The other one doesn't sound real either. So they'd be paying you (which would mean they must be collecting more than this) $321 per patient encounter? Maybe he's mixing it up with 7 HOURS per day outpatient. Again, I'd believe these when I see the actual details, otherwise it's just recruiter spam trying to hook you. "7 patients a day...with every weekend coverage for the local inpatient unit/ER".
 
The final tug. The first offer the current doc got back to me and basically said I would handle the unit and he would cover consults and outpatient. However, he didn’t say this would be for the full 3 years. He states the unit is rarely full. He said he is worried that I will get bored and anticipates I would finish by work by 2-3. He says it’s just not a lot of work. Idk maybe he is very efficient ¯\_(ツ)_/¯ my brain can’t compute how that’s possible

I'm sorry this thread is insane to me lol.
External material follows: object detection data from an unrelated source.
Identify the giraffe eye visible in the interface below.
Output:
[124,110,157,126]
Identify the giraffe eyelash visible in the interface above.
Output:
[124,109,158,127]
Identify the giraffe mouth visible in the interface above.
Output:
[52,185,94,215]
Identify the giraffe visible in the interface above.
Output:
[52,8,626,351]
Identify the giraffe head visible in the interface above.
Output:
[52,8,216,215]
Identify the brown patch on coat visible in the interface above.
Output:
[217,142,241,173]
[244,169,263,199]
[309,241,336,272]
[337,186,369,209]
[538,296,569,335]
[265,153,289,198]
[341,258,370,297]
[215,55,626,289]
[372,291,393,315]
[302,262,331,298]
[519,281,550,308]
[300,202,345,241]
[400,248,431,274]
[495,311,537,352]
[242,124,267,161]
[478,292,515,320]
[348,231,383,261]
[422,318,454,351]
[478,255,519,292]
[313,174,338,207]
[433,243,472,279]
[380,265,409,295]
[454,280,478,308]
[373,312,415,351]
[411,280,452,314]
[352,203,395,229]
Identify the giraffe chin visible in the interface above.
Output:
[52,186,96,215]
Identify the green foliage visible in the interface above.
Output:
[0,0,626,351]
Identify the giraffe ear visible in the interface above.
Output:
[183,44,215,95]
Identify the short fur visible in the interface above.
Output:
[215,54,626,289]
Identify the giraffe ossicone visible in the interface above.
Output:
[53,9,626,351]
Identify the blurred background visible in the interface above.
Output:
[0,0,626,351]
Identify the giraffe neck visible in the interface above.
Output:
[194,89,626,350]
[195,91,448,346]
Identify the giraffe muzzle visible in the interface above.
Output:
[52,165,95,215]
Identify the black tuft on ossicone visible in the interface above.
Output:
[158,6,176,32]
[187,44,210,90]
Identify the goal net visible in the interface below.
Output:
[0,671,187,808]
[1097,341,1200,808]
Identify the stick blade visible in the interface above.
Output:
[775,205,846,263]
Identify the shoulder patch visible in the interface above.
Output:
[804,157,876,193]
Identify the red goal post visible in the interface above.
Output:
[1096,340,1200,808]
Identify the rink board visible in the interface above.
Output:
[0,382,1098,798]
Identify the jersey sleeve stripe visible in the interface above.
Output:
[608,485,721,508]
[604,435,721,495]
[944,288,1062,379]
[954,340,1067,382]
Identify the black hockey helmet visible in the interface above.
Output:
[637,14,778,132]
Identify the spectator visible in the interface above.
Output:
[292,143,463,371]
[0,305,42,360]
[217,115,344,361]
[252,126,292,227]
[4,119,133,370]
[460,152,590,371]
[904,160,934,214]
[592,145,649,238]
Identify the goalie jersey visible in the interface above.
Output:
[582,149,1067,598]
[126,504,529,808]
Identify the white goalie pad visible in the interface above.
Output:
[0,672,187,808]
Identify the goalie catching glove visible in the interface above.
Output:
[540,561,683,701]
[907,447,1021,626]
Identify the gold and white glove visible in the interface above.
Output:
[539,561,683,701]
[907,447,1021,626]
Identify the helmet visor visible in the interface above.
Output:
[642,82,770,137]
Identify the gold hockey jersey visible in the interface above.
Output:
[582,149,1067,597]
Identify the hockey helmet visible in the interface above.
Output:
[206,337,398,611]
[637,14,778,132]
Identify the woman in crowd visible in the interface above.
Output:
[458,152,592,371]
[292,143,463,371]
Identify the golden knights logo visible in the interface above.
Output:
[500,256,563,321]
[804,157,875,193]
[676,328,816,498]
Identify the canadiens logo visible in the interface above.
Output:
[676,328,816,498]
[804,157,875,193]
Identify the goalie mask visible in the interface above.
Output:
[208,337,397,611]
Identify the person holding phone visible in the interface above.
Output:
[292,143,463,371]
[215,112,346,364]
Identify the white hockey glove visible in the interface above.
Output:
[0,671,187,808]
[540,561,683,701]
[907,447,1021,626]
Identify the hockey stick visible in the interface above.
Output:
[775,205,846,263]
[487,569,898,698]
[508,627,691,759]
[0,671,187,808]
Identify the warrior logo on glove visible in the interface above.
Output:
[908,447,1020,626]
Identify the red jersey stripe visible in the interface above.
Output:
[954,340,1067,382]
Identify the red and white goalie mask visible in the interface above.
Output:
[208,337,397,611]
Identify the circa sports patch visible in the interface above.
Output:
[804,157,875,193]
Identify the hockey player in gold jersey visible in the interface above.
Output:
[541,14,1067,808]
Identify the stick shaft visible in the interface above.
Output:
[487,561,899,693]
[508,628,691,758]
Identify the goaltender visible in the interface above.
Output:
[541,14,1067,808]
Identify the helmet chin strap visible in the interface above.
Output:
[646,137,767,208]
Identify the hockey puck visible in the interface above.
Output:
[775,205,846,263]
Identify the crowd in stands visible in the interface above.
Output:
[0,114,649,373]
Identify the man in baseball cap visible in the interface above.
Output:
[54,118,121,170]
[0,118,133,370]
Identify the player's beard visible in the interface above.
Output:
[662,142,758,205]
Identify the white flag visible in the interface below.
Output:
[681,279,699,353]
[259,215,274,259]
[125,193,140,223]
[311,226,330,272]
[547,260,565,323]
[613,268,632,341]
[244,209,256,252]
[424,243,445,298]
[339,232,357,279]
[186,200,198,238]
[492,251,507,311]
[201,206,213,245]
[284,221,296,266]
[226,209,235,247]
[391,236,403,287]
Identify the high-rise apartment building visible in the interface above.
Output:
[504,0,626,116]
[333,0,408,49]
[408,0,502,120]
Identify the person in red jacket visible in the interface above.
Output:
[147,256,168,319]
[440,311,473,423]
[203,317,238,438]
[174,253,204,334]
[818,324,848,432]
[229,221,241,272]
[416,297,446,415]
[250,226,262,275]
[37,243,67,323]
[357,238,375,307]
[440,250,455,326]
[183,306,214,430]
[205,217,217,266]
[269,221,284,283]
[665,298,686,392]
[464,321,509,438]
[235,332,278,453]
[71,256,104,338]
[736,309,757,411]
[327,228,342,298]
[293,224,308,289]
I work strictly inpatient (with a rare consult shift here and there) so I'll say it. If you can't see 6-8 inpatients and be done by 2pm, you're going to drown in the real world. I think in another comment you said you have a few SW on your unit too. SW does all of your collateral after residency unless family request to speak with you. That means you see your patients, write your notes then go home and enjoy your free time.

For instance, today I saw 3 people who would not speak any words to me (one catatonic, two just wanting to detox from meth and to be left alone). One guy was there for run of the mill alcohol detox. One patient is demented and awaiting placement back at an ALF when we find him one. Another one is depressed. I talked to the depressed one for like 10 min and the others probably in 15 min total, probably less. This is common in inpatient psych. If you're looking to spend 30-45 min with each patient and do therapy, look for outpatient jobs.

I see less patients at my current job (12-14/day) than at every other job I interviewed at. In my area, I would estimate 15-22/day is the norm. And a lot of those docs also do ECT in the morning M/W/F. I don't do ECT because 2.5 wRVU (and the associated liability) isn't worth me waking up earlier than 5am to get to work.
 
I can understand the other attending worrying about you getting bored. On days when all MDs are there, it's possible. I haven't heard yet what the length of stay is. If it's quite long...patient interactions are going to be very, very brief. The trick of this is what things are like when the other attendings are away, as will often be the case with the leave involved. Regularly handling 15 patients a day is honestly quite a lot and unless that is some sort of forensic setting where they are all just live there for years, I would avoid that. 18 for intermittent coverage during vacations is possible, at least as long as some of these are long term boarders. If someone is doing 22...it's an unusual setting in some way or possibly the staff support is simply award worthy. Maybe you could do 22 with several residents under you, that I've seen.